Aquí hace un buen tiempo, no digo que haga mucho calor pero está agradable,
adecuado para consumir litro tras litro de una buena cerveza inglesa.
Sigo
empapelando y pintando. Es un rollo, pero tengo que pagar algo a mi madre,
¿verdad? Lo hago porque hace falta y porque me gustaría que mi madre tuviera
una buena casa. Está jubilada y me pidió que empapelara, ¿qué otra cosa podría
hacer?
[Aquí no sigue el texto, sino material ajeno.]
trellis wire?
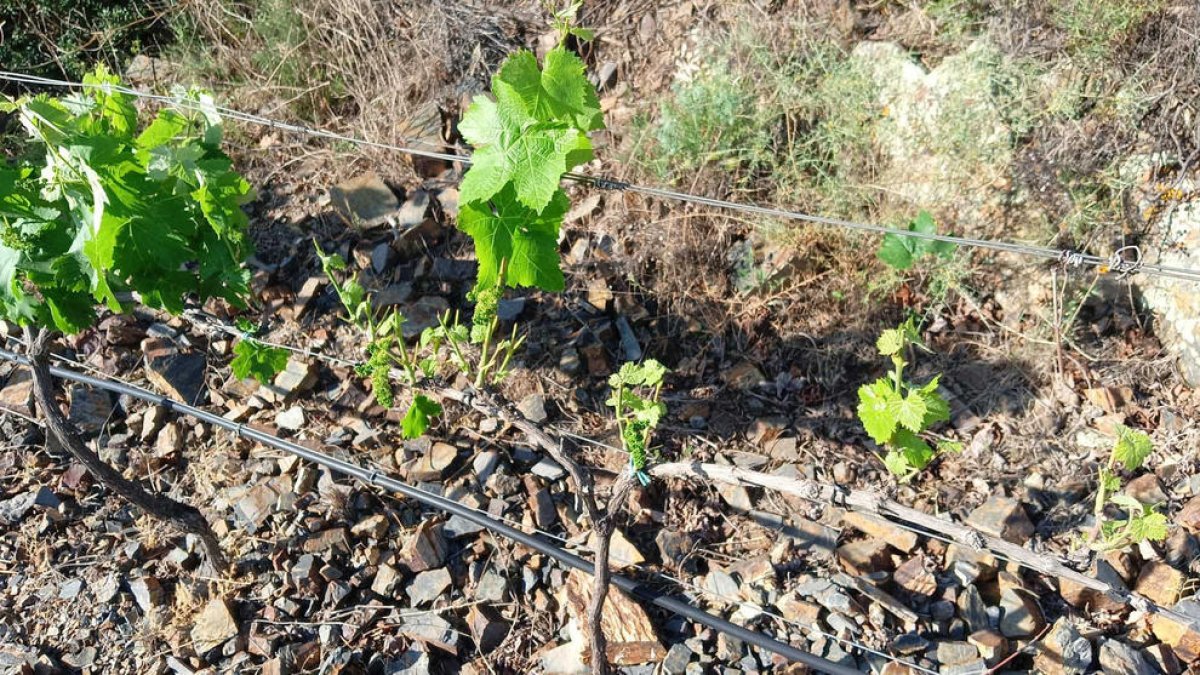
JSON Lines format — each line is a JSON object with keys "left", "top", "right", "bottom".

Si mi madre me pidiera que dejara de beber lo haría (un poco, al
principio).
Esto
me recuerda que mi hermana se compró un video (robado, por supuesto) y la
semana pasada compramos la película “The life of Brian”. Sigue dándome mucha
gracia la cita: “¿Madre, esto no quiere decir que te violarán, verdad?”, “Pues
un poco, al principio”. ¿Te acuerdas Hugo? ¡Qué risa!
El fin
de la semana pasada salí con mis amigos. Fuimos a una fiesta y, como siempre,
cogí un gran pedo. Pero por primera vez no me propasé, hice un esfuerzo que ni
veas. Me dije: “Alan, no vas a meter la pata”. Y no lo hice. Tendré más
oportunidades, de eso estoy seguro.
Voy a
estar una semana más aquí y luego iré a Londres a buscar trabajo. Aquí cobro el
subsidio por paro, unas 24.000 pesetas al mes, no es mucho, pero me las apaño,
dado que no doy nada a mi madre porque no lo acepta.
Mañana
viene mi tía así que tengo que apresurarme para acabar lo de la casa. Se va a
quedar unos días. Es muy maja. Mi madre está bien. Acaba de salir para cobrar
su jubilación. Ayer era día de fiesta, ella salió; supongo que ¡se cogió un
pedo, joder! Pienso que también odia a los abstemios, pero no tanto como
nosotros.
Muy
pronto mi hermana se va de vacaciones con amigos, a Bélgica. Van al “Beer
festival”. En inglés llamamos estos festivales así y en los folletos de las
agencias de viaje ponen el mismo nombre, me parece que porque nadie tiene los
cojones para llamarlos como lo que realmente son: ‘BORRACHERAS’. Si yo fuera, cogería una borrachera a tope. A
lo mejor podría hacerme echar de Bélgica.
Pusiste
en tu carta que no te iba a escribir. Siempre te voy a escribir, con tal que tú
me escribas. Sabes que te quiero mucho. Mi problema es que me cuesta mostrar mi
afecto. Es uno de mis muchos defectos. Aún hago esto con mi hermana Lynda, y la
quiero muchísimo. Así que perdóname si en el pasado me he portado mal contigo,
si he querido ir a mis anchas pasando de todo. Pero al mismo tiempo te quería y
sigo queriéndote. ¿Me perdonarás, no? Tengo un gran afecto para ti y espero,
caiga quien caiga, que no me olvides.
Da mis
recuerdos a los amiguetes de la academia. Oímos decir en los noticiarios de
aquí que Mme. Chardy tuvo un ataque de corazón. Alguien le robó un par de bragas que había tendido en la
terraza. Le habían costado 200 pesetas. La policía cogió al golfo. Mme. Chardy
pidió al juez de instrucción que lo colgaran de los cojones hasta que le
pagaran las 200 pesetas, más intereses. Cuando pienso en Mme. Chardy y su
obsesión por la pasta me pongo enfadado. Nunca he conocido a una persona tan
tacaña, y me cago en esa clase de gente. Si volviera a Madrid, no querría
trabajar otra vez allí por dos razones: pienso que Mme. Chardy no tiene corazón
(recuerda el rollo de los libros, sabía que estaba chungo de dinero y quiso
descontarme 440 pesetas por un libro) Y la segunda es que no quisiera que se
repitieran los problemas que tuve allí.
Por lo
pronto, ya veremos lo que pasa. Estos próximos días serán decisivos. Y sabré si
mi futuro mejorará o se hundirá. Espero que algo me salga.
Te voy
a mandar dos fotos: una de mi madre, que se llama Eillen, y otra de mi hermana
Lynda. Escríbeme pronto. Cuando recibas esta carta estaré en Londres. ¡Ojalá!